Dr. Leete lachte hartelijk.

— "Ik geef toe dat ons stelsel niet voorziet in gevallen zooals het uwe, maar gij ziet dat niemand bedacht was op winsten voor de maatschappij anders dan op de gewone manier. U behoeft overigens niet bang te zijn dat wij u mettertijd geen geschikte plaats, zoowel als arbeid zullen kunnen verschaffen. Tot nog toe bent u alleen met de leden van mijn gezin in aanraking gebracht, maar u moet niet denken dat ik uw geheim heb bewaard. Integendeel heeft uw geval, zelfs voor uw ontwaken en vooral sedert dien tijd, de hoogste belangstelling van de natie gewekt. Wegens uw hachelijken zenuwachtigen staat, vond men het goed dat ik in het begin voor u zou zorgen, en dat gij door mij en mijne familie, eenige algemeene begrippen zoudt krijgen van de soort van wereld waarin gij waart teruggekeerd, alvorens gij kennis zoudt maken met andere ingezetenen. Wat betreft uw werkkring, daar kon geen twijfel over bestaan. Weinigen van [ 140 ]ons hebben het in hun macht om zoo groot een dienst te bewijzen aan de natie als gij zult kunnen doen wanneer gij mijn dak verlaat, waaraan gij echter nog lang niet moet denken."
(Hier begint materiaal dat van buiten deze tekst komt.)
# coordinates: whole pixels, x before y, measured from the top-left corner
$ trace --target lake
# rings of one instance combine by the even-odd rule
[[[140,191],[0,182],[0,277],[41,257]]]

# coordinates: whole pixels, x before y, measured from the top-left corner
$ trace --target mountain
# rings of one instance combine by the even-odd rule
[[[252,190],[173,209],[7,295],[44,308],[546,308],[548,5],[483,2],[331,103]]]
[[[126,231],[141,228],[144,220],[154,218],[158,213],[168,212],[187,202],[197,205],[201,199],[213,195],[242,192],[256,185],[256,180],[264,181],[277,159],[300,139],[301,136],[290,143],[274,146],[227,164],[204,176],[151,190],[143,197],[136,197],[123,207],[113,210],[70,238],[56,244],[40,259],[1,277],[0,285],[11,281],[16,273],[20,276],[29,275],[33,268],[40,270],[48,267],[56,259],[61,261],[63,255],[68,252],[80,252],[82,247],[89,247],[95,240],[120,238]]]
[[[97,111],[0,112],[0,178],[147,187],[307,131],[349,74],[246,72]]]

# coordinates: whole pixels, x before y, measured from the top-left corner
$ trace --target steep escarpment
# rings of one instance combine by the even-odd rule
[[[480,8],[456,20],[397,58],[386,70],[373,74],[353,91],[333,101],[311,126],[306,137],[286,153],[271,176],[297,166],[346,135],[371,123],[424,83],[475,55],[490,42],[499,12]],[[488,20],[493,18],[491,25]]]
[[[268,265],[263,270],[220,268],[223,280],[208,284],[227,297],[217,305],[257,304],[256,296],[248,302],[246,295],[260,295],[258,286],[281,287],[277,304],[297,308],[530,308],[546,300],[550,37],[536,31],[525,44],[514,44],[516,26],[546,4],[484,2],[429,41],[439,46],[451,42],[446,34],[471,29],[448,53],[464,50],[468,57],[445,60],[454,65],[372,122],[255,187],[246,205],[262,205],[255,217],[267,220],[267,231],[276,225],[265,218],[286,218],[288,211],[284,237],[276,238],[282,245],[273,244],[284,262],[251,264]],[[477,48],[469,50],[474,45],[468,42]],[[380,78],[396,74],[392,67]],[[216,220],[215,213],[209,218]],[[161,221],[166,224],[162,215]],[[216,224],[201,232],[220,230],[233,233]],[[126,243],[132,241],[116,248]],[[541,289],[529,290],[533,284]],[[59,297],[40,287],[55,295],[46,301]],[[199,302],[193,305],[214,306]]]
—"Wat zou ik bij mogelijkheid kunnen doen?" vroeg ik. "Misschien meent gij dat ik eenig beroep of eenige kunst of bepaalde bekwaamheid bezit. Ik verzeker u dat ik er in 't geheel geen heb. Ik heb nooit een cent in mijn leven verdiend of een uur gearbeid. Het eenige is, ik ben sterk en ik zou een gewoon werkman kunnen zijn maar meer niet."

— "Als dat de nuttigste taak was waaraan gij u in het belang van het algemeen kondt wijden, dan zoudt gij in dat bedrijf even zeer geacht worden als in alle andere," antwoordde Dr. Leete, "maar iets anders kunt gij zeker doen. Gij zijt natuurlijk de baas van al onze geschiedkenners in quaesties betreffende den socialen toestand van het laatste deel van de negentiende eeuw, voor ons een van de allerbelangrijkste tijdvakken van de historie, en als gij na eenigen tijd genoeg op de hoogte zijt van onze instellingen, en bereid zijt ons een en ander van de vroegere te leeren, zult gij een historischen leerstoel in een van onze scholen voor u beschikbaar vinden."

—"Heel goed! uitstekend," zeide ik, vrij wat verlicht door een zoo practisch voorstel aangaande een zaak die mij begon te hinderen. "Als de menschen werkelijk zooveel belang stellen in de negentiende eeuw, zal dat inderdaad een aangewezen betrekking voor mij wezen. Met iets anders geloof ik niet dat ik droog brood zou kunnen verdienen, maar voor dien post zou ik in alle bescheidenheid beweren eenige geschiktheid te bezitten."